How do I help this child become someone who is not easily herded, capped, or controlled?
That’s bigger than homeschool. It’s bigger than public school. It’s bigger than curriculum.
It is preparation. It is formation. It is leadership.
And parents, that responsibility belongs to us. Not because we have all the answers. Not because we’re experts in every subject. Not because we’re supposed to predict the future perfectly.
But because we’ve been entrusted with children who are not products, numbers, or future employees first.
They are souls. They are image-bearers. They are heirs. They are stewards. They are people who will one day have to live, work, discern, build, serve, resist, create, and lead in a world that will not slow down just because we felt overwhelmed.
So no, our children don’t need to become famous. That’s just another burden to carry. They don’t need to chase every trend. They don’t need to worship platforms, money, technology, or personal brands.
But they do need wisdom. They need discernment. They need courage. They need communication. They need problem-solving. They need creativity. They need moral grounding. They need digital understanding.
They need the ability to build with conviction instead of drifting with the crowd.
The world has changed.
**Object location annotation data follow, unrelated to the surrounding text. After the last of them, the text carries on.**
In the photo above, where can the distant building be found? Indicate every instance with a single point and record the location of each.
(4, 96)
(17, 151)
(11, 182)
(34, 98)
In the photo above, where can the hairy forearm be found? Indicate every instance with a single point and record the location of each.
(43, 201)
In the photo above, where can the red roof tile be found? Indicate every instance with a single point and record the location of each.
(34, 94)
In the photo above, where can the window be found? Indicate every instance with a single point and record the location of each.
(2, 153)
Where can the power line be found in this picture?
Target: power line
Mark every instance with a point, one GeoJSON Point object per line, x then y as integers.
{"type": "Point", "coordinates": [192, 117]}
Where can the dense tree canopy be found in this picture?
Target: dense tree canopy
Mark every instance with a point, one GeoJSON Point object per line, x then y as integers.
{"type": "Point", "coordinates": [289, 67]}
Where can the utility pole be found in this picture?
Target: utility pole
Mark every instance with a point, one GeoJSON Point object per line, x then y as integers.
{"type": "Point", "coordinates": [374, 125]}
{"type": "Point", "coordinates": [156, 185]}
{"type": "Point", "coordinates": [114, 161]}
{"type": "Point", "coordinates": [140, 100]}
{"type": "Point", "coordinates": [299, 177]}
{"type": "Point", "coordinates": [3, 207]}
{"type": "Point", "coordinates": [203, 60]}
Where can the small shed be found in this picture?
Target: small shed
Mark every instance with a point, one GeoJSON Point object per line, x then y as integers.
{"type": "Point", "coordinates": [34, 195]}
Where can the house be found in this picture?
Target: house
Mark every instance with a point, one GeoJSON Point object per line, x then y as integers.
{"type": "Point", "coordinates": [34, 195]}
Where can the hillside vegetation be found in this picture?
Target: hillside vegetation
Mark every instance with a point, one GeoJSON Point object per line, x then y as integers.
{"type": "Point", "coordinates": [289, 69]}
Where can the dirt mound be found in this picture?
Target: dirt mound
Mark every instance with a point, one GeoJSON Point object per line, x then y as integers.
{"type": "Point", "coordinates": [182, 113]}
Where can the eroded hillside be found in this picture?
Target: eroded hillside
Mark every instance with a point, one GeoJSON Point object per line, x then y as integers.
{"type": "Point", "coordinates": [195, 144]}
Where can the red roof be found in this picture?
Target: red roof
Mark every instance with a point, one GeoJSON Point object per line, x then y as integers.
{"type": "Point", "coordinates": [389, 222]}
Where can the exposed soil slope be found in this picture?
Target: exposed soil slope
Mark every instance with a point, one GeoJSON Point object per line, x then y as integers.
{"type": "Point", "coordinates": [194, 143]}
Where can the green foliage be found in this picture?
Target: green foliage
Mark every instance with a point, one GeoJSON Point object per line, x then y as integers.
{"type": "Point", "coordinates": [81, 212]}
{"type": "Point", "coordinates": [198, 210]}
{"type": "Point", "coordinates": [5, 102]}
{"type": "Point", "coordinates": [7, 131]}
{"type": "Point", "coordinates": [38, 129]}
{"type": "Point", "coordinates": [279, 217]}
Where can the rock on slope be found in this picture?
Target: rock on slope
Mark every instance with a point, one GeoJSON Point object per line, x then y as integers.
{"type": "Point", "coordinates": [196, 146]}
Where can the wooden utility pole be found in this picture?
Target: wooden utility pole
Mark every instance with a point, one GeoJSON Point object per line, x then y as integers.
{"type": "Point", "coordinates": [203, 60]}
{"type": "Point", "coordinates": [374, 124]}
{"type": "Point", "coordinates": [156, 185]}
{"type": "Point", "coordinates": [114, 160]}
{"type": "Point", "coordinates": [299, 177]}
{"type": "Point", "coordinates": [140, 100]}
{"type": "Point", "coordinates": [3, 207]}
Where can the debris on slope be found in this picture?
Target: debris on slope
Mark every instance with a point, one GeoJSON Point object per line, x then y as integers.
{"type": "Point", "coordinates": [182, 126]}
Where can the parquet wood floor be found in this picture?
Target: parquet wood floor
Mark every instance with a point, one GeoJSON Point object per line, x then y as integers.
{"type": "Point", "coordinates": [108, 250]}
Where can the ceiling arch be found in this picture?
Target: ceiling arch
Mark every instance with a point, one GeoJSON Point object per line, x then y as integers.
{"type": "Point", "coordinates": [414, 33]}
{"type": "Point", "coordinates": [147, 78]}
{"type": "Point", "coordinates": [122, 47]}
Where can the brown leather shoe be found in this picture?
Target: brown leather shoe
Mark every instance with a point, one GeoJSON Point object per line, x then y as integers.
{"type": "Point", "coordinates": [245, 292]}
The playbook has changed. The rails have changed.
And if we love our children, our preparation must change too.
Not from fear. From faithfulness. Not from panic. From stewardship.
Not because the future is something to dread, but because our children were never meant to be passengers only. They were meant to be formed with wisdom, led with conviction, and prepared to move through the world with courage.
So the question is not simply, “Is my child ready for school?”
The better question is this:
Is my child being prepared to live with wisdom in the world they will actually inherit?
That is the question. And parents, it’s time we stopped outsourcing the answer.